Dreaming with the Ancestors: Black Seminole Women in Texas and MexicoPosted in Anthropology, Books, Caribbean/Latin America, Identity Development/Psychology, Media Archive, Mexico, Monographs, Native Americans/First Nation, Social Science, Texas, United States, Women on 2010-08-09 02:16Z by Steven |
Dreaming with the Ancestors: Black Seminole Women in Texas and Mexico
University of Oklahoma Press
December 2010
400 pages
30 B&W Illus., 2 Maps
6.125″ x 9.25″
Hardcover ISBN: 9780806140537
Paperback ISBN: 9780806168920
Shirley Boteler Mock, Research Fellow
Mesoamerican Archaeological Research Laboratory, University of Texas, Austin
Explores a unique and eclectic culture rooted in African traditions
Indian freedmen and their descendants have garnered much public and scholarly attention, but women’s roles have largely been absent from that discussion. Now a scholar who gained an insider’s perspective into the Black Seminole community in Texas and Mexico offers a rare and vivid picture of these women and their contributions. In Dreaming with the Ancestors, Shirley Boteler Mock explores the role that Black Seminole women have played in shaping and perpetuating a culture born of African roots and shaped by southeastern Native American and Mexican influences.

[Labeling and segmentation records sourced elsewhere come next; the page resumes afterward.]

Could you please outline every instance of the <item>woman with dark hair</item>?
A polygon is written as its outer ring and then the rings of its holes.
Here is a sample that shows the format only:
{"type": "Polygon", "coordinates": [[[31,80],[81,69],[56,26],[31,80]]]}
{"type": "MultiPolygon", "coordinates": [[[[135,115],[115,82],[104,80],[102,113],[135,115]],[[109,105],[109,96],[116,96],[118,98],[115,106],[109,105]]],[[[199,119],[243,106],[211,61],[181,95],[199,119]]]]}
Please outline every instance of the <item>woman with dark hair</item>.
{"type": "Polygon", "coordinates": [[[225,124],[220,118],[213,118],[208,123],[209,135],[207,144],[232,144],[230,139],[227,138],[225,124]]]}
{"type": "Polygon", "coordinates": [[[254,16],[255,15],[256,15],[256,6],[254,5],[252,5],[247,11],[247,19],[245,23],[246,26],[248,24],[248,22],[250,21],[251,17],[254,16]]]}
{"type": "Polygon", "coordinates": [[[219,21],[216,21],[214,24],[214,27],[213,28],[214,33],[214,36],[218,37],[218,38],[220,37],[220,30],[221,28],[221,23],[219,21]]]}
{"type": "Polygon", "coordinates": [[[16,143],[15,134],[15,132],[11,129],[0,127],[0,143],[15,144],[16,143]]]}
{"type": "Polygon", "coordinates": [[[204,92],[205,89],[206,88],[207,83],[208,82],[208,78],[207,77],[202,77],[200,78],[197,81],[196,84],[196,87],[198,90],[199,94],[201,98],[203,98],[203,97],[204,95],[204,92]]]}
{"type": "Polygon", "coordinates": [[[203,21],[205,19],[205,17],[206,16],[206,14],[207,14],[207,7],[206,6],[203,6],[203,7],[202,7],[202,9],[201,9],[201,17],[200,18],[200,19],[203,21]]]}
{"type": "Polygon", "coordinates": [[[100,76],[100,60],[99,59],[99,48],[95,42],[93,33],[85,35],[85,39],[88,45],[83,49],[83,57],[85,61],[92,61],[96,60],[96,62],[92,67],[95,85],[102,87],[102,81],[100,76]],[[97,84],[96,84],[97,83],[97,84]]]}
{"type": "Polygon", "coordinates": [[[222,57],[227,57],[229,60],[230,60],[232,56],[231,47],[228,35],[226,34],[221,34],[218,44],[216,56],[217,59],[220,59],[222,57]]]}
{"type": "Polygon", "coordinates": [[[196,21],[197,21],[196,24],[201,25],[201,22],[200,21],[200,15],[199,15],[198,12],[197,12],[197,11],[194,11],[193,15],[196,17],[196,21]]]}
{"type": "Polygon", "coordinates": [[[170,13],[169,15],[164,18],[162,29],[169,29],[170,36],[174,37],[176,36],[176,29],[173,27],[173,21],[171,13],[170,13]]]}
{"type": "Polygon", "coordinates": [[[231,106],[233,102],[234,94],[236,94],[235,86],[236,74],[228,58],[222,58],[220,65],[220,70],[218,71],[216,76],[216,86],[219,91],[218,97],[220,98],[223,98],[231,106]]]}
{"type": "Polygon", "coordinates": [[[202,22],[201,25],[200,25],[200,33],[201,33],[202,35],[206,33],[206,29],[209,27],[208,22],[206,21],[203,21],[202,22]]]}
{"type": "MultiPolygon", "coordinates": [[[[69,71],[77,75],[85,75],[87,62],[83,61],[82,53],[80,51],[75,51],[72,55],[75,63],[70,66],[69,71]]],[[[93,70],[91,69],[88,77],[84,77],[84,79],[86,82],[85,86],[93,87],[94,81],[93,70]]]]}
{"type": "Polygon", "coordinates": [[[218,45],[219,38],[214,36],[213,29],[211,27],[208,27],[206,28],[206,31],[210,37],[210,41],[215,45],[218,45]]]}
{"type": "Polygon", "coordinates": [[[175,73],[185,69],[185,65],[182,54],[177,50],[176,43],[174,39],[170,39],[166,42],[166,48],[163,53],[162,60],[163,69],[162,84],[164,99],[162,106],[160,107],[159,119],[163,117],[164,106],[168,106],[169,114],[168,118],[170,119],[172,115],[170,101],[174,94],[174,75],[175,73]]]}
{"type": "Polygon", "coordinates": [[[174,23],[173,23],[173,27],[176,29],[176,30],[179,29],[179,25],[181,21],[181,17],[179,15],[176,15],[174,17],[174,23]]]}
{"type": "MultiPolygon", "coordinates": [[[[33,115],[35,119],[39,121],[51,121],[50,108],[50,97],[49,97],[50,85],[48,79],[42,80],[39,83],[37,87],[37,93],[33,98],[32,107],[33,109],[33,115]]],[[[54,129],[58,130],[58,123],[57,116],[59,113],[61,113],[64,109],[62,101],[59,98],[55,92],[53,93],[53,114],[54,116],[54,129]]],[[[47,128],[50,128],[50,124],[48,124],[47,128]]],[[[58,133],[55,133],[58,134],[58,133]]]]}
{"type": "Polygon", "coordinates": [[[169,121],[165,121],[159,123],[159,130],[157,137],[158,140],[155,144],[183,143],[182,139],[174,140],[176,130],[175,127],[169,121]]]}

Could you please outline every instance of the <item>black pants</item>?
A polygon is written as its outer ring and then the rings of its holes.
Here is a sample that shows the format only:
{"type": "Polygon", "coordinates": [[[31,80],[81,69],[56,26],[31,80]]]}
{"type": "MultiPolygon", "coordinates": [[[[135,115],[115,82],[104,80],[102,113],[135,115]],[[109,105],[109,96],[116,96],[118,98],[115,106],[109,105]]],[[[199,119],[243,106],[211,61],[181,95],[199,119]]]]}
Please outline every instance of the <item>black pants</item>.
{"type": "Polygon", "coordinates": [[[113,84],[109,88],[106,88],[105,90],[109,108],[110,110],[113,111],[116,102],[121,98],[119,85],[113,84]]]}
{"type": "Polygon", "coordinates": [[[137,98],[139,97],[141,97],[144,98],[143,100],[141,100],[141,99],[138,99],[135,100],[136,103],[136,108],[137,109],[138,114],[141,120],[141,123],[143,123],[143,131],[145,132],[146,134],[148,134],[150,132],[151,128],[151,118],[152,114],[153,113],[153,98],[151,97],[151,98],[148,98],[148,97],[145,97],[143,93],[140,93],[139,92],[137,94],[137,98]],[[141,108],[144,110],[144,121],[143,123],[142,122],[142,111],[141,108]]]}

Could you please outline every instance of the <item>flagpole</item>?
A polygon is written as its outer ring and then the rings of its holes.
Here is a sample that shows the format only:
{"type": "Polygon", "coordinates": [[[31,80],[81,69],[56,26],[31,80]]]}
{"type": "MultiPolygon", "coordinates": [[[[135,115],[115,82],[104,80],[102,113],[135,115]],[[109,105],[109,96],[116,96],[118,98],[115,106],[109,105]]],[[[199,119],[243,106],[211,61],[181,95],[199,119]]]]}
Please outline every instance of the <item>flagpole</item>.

Mock reveals a unique maroon culture, forged from an eclectic mixture of religious beliefs and social practices. At its core is an amalgam of African-derived traditions kept alive by women. The author interweaves documentary research with extensive interviews she conducted with leading Black Seminole women to uncover their remarkable history. She tells how these women nourished their families and held fast to their Afro-Seminole language—even as they fled slavery, endured relocation, and eventually sought new lives in new lands. Of key importance were the “warrior women”—keepers of dreams and visions that bring to life age-old African customs.
Featuring more than thirty illustrations and maps, including historic photographs never before published, Dreaming with the Ancestors combines scholarly analysis with human interest to open a new window on both African American and American Indian history and culture.